I don’t know as my husband ever really understood the Siren Song that lured me (and continues to lure me) to work sometimes ridiculous hours and to travel as often as twice a month to places ranging from the wilds of Alaska to the islands of the Pacific.  He learned, after a time, to accept it all, perhaps gave into the role of second or third best.  My daughter, on the other hand, has grown up in the throes of the business, understands, even at age four, many of the strange complexities of her mother’s life.  “When I am big, will you take me on adventures with you?” she asks.  “When do we get to go on an airplane together again?”  For her, my world is one of excitement. And she longs to join in on the fun.

This is not to say, however, the road with her has not been rocky.  Through a strange twist of circumstance, my business was at its most demanding level in the years surrounding her birth.  She was three years old before I felt I had bonded with her.  And sometimes she still cries when I work on Saturdays, out of necessity to meet Monday morning news deadlines, and leave her to play with her LEGOs and Thomas the Train alone.  But on some level, because she has grown up with it, she gets its.

As I hurry to prepare for a morning meeting, she stands like a soldier next to the shower, my skirt in hand, ready to hand it over once I’ve pulled on my pantyhose.  My phone goes off, and she grabs it, rushes it to me like a trained personal assistant, watches as I scroll through e-mails, then takes it back, and scrolls through them herself.

Have I brought her into some ill landscape where deadlines reign supreme?  Perhaps.  Only time will tell.  But on some level, she knows, since she was born into the world of the entrepreneur, that life and work, for me, conjoin and separate like waves pressing the beach.  It’s all jumbled together at times.

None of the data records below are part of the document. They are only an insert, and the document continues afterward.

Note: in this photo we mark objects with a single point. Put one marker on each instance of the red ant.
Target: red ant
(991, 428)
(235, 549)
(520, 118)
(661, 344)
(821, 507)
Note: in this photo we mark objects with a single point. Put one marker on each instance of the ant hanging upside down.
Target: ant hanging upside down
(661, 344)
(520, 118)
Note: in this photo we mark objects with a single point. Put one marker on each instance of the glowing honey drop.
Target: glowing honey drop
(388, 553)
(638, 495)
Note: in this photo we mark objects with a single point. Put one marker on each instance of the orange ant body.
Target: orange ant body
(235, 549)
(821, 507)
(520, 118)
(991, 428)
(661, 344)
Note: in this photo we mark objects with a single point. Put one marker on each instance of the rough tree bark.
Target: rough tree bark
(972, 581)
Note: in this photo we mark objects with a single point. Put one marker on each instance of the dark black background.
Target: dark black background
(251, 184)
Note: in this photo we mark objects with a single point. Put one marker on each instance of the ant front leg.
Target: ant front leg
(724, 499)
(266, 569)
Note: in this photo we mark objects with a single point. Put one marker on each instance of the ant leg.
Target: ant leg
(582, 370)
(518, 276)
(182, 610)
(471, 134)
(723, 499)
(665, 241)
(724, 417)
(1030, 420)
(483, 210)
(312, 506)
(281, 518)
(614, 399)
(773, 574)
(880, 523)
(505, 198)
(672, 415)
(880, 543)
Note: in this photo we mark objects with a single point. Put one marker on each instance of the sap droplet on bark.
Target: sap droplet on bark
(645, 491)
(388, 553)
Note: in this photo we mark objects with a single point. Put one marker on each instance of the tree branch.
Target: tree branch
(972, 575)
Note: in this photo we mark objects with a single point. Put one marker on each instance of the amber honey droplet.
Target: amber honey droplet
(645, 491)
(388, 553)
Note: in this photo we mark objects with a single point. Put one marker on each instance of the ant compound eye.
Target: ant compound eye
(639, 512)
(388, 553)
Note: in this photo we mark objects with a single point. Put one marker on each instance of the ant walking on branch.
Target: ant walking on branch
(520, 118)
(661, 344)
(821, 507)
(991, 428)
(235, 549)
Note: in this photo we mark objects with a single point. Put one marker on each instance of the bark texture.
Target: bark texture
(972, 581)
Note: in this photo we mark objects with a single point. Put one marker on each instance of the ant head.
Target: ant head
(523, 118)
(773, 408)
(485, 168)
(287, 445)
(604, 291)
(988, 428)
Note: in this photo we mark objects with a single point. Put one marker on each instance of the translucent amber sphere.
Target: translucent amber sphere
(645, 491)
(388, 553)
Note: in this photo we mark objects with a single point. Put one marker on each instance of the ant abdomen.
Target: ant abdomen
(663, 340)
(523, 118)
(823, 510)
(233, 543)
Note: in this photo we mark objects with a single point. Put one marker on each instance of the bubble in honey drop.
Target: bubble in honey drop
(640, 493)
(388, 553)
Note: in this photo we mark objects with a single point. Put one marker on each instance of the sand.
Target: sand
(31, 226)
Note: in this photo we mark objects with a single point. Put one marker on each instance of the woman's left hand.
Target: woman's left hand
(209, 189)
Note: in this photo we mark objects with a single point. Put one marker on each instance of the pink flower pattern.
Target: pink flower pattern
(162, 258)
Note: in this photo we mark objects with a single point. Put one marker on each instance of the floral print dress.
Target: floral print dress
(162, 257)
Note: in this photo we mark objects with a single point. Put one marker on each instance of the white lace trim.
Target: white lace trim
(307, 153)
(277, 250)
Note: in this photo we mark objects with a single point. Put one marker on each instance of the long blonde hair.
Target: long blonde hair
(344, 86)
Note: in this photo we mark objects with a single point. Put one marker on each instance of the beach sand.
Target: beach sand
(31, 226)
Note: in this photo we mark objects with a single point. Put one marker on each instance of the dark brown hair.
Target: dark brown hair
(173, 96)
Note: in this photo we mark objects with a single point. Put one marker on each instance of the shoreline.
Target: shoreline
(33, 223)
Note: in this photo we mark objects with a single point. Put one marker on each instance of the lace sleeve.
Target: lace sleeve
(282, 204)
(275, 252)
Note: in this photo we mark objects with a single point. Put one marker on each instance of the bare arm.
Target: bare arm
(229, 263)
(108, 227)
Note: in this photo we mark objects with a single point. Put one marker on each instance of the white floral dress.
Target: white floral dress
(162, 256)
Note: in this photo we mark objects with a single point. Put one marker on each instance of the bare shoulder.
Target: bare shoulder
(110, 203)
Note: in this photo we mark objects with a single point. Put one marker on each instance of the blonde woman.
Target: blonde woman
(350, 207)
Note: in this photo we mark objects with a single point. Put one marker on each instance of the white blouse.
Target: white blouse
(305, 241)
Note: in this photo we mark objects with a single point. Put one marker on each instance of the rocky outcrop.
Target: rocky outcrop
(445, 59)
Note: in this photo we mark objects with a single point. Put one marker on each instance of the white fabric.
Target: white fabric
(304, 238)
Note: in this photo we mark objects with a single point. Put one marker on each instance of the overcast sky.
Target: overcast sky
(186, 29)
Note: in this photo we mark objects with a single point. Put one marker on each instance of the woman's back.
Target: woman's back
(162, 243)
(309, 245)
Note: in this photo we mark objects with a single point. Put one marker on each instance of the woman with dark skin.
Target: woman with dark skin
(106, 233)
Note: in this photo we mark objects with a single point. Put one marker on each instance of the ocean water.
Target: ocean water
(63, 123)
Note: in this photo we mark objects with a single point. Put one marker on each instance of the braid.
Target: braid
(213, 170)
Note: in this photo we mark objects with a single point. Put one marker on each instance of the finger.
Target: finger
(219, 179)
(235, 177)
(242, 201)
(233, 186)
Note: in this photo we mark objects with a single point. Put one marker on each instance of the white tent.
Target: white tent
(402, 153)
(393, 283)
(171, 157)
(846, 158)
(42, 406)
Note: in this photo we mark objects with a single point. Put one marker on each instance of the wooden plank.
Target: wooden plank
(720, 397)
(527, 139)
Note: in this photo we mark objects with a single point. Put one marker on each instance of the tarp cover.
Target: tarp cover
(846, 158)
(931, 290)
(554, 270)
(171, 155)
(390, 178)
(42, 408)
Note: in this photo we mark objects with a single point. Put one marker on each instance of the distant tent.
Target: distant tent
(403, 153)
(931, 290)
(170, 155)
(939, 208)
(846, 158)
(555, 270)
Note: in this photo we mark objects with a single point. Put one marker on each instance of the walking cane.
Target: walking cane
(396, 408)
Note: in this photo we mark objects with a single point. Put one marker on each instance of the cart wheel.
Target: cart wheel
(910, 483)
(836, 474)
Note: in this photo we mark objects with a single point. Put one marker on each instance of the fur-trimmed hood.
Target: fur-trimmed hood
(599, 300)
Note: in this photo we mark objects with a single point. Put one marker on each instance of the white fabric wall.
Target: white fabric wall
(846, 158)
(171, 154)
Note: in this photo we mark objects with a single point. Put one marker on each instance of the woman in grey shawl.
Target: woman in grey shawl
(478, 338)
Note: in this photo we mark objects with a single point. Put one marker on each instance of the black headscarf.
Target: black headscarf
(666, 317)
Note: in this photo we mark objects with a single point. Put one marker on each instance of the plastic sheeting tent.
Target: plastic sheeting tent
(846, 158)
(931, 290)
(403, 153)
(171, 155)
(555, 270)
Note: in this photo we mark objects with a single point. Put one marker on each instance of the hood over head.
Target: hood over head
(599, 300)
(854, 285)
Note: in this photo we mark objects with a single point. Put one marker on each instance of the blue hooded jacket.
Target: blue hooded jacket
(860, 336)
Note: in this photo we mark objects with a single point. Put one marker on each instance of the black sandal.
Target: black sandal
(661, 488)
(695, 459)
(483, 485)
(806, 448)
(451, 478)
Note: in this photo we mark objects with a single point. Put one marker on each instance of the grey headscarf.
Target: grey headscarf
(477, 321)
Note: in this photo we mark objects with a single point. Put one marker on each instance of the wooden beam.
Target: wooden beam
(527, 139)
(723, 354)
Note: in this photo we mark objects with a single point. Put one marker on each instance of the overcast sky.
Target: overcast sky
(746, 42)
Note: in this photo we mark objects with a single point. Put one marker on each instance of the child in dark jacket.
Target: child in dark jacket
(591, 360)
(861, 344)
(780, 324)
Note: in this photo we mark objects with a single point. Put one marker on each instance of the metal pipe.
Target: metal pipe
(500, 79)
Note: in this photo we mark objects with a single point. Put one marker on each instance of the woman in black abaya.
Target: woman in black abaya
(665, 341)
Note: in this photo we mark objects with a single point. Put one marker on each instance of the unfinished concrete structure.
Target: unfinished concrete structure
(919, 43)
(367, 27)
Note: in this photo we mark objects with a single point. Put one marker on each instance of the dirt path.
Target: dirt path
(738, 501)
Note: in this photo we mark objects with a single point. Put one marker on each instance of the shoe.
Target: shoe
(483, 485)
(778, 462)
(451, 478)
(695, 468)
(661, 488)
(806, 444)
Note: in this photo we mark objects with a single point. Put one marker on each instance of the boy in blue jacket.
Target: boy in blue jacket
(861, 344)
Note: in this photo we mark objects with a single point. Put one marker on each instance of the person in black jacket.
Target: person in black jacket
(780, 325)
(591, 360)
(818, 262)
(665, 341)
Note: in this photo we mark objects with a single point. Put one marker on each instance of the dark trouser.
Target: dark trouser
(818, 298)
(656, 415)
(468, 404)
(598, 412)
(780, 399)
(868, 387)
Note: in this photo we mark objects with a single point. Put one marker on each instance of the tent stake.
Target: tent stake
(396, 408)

And that is, in the end, what makes my world so incredibly lovely—that my work and my life are one.  I do not watch the clock, live for Fridays at 5 p.m., or dread Monday mornings like an Egyptian plague.  No, I catch the wake of a ship with my kayak and ride it as the sun settles, being at one and the same time at work and at play.  I will write about this afternoon on Lake Superior with a storm drifting in, but I will also remember it as a moment of living—living my life and living my dream…and teaching my daughter, by example, the art of working, not for money, but for love.

I have a life now, separate from work.  But it took me many years to get it.  And I often wonder, as I lie awake at night thinking about the week’s deadlines, if I’d have it had I not finally figured out how to fit 80 hours of work into 25 or 30.  Am I really cured after all?  Or has success just dampened my thirst?

It is, perhaps, hard to say, but I do know that if work demanded of me now what it demanded of me years ago–to give up (or at least set aside for a time) the people I loved most in the world, the leisure time I had envisioned all this work earning me to begin with, or the freedom to live my life on my own terms–I’d be a damn sight less inclined to take it on.  Because while I do indeed work for love, I also work for a living.  And right now, I’m pretty darn busy living.